To elevate the status and authority of his argument, Garner often cites which university his chosen prescribers come from: "the Oxford professor Jean Aitchison", "Richard Bailey of Michigan" and "F.W, Bateson of Oxford" etc. Yet when commenting on the possible future degeneration of language, his regard for the authority of institutions of education  disappears. Perhaps this can be explained as an example of educational elitism. In a university-damning passage he suggests: “The spirit of the day demands that you not think critically – or at least not think ill – of anyone else’s use of language...And there is a large, powerful contingent in higher education today...trying to eradicate any thoughts about good and bad grammar, correct and incorrect word choices, effective and ineffective style”. In my experiences of being a student I find this statement totally unfounded. During my BA, the marking schemes for essay submission clearly state that students "must show correct grammar and lexical choices" etc, as well as "clarity and flair". During the first half of my degree, before I knew better - and to my personal displeasure - the quality (or lack) of correct SWE was often treated as of greater importance than other things my written work had been praised for, such as being "original", "interesting" and possessing  "sophistication and independence of thought" etc. At that point, not being able to master SWE put me at a disadvantage  Garner's hyperbolic comment is comparable to that of a white racist from a predominantly white area who believes that "the blacks are taking all the jobs" - his scaremongering comes from the same position of  fear and ignorance: fear for the loss of a standard he highly regards, and ignorance in that he is not writing from the position of a student currently in higher education.

Garner falls into a perfomative contradiction when he says that "without some stability, the English language wouldn't be much as a lingua franca".  The use of this Latin phrase, rather than an SWE version, reveals a privileged education in which a familiarity with Latin is expected and is in common use. (Perhaps showing my own ignorance - but I didn't know what this phrase meant until after completing my degree!). Still, I feel the usage of Latin here speaks of the old boys club influencing English language – what percentage of the population finds this phrase in common use? Why not use the vernacular ''bridge language", to follow the prescriptivist insistence on correct English usage that is clear and understood by all its users? Surely this is an example of elitism within language use on the side of the prescriptivist. Should students today, despite not having had access to that type of education, be learning Latin phrases in order to join a prescribed discourse community? Or is it the case that, as Colin MacCabe argues, “the eighteenth-century grammars, and more importantly the views of language and class which underpinned them, continue to terrorize English speech.”. 
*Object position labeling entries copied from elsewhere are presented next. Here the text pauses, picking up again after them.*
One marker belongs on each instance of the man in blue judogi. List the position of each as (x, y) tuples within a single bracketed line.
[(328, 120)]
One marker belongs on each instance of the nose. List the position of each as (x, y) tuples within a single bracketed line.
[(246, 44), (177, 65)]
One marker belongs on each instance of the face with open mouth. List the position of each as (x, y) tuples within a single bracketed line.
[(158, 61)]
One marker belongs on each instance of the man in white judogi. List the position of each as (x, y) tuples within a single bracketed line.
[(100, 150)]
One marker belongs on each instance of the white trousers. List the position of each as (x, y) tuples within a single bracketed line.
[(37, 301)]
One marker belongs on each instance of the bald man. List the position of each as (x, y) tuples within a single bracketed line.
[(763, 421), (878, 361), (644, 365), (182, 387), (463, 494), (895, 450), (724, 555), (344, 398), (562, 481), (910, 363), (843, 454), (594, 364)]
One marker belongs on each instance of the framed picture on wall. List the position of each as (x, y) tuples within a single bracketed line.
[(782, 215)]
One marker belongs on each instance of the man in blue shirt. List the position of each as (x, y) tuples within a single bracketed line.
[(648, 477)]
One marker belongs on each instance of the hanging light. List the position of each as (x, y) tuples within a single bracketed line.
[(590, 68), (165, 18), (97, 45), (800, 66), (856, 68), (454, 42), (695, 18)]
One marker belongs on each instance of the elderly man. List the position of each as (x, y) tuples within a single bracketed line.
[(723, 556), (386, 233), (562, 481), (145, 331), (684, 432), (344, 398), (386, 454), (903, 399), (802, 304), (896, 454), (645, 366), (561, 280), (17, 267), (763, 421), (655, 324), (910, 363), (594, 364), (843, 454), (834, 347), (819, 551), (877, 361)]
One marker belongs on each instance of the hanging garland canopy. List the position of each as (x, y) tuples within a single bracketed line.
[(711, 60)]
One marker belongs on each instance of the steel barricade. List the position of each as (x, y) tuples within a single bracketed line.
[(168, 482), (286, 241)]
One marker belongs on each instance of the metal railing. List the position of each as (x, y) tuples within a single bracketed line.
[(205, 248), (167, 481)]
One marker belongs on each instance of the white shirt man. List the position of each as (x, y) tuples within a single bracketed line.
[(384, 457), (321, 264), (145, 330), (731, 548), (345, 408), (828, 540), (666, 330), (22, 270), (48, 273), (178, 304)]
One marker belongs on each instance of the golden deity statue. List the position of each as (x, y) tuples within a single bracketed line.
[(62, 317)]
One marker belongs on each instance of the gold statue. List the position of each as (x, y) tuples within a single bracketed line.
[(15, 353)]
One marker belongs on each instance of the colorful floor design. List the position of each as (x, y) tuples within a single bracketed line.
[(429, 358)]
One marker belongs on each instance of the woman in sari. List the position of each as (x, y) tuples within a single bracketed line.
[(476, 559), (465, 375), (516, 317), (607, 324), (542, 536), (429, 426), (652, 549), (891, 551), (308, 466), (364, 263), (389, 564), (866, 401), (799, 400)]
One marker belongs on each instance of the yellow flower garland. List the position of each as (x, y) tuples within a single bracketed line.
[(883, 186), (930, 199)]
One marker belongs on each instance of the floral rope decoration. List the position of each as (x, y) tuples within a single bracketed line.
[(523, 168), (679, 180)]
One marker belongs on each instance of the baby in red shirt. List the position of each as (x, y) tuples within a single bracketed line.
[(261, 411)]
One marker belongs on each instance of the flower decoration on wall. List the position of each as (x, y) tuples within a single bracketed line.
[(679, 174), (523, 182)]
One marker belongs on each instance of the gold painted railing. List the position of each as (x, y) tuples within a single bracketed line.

Language can be used as a weapon: those who have access to decent, thorough education can wield their words in a manner that dominates and oppresses those who do not possess that capability. When one party uses Latin it is a blatant display of knowledge that carries with it an easy confidence that stems from privilege. This is not about intelligence or clarity, but about education: who has it and who doesn't. If you are going to enter into the debate you must acquire this learning for yourself, not to conform to the standard set but to have the same mastery of language.


  1. I don't want to sound like I am being overly prescriptivist, but I do have a measure of difficulty understanding that the use of SWE is really that much of a widespread problem for those studying Higher Education level.

    What I mean to say is that while the government clearly need to get more working-class young adults into University, I would hope that any prospective degree student would have attained a decent level of SWE in their education leading up to degree level study.

    Unfortunately, the absence of marks for good spelling and grammar in current GCSE exams, coupled with the gradual (but not wholly negative) changes our language has recently experienced through social networking and other technology, makes it hard to argue that a benchmark like SWE should not exist, however bias it may or may not be towards certain perceived classes.